Gencar Kontestasi Pilpres di Saat Rakyat Makin Sekarat
Oleh : Cucu Astuti, S.Kep.Ns.(Pemerhati Sosial)
Perbincangan soal pilpres akhir-akhir ini mulai menghangat. Peperangan para politikus mulai dipertontonkan ke publik melalui baliho-baliho yang terpampang jelas di setiap sudut jalan.
Pengamat politik Universitas Paramadina Hendri Satrio melihat, ada tiga alasan mengapa genderang Pilpres 2024 mulai berbunyi.
Pertama, panggung 2024 kosong setelah masa jabatan dua periode Presiden Joko Widodo berakhir.
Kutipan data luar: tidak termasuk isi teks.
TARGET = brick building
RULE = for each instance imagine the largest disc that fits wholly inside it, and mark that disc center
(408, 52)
Pak Jokowi akan selesai di 2024. Artinya, panggungnya kosong. Jadi semuanya bersiap menyambut itu.
Kedua, tahap pemilu yang sudah dimulai 2022.
Ketiga, banyak tokoh yang sudah memiliki ide untuk meningkatkan pembangunan yang dilakukan pada masa pemerintahan Jokowi. (Kompas.com/8/6/2021)
Demokrasi Lahirkan Pemimpin Haus Kekuasaan
Fenomena kontestasi dalam sistem Demokrasi sudah bukan hal yang asing lagi terdengar, bahkan itulah tujuan mereka para perebut kekuasaan yang menghalalkan berbagai cara untuk memikat hati rakyat.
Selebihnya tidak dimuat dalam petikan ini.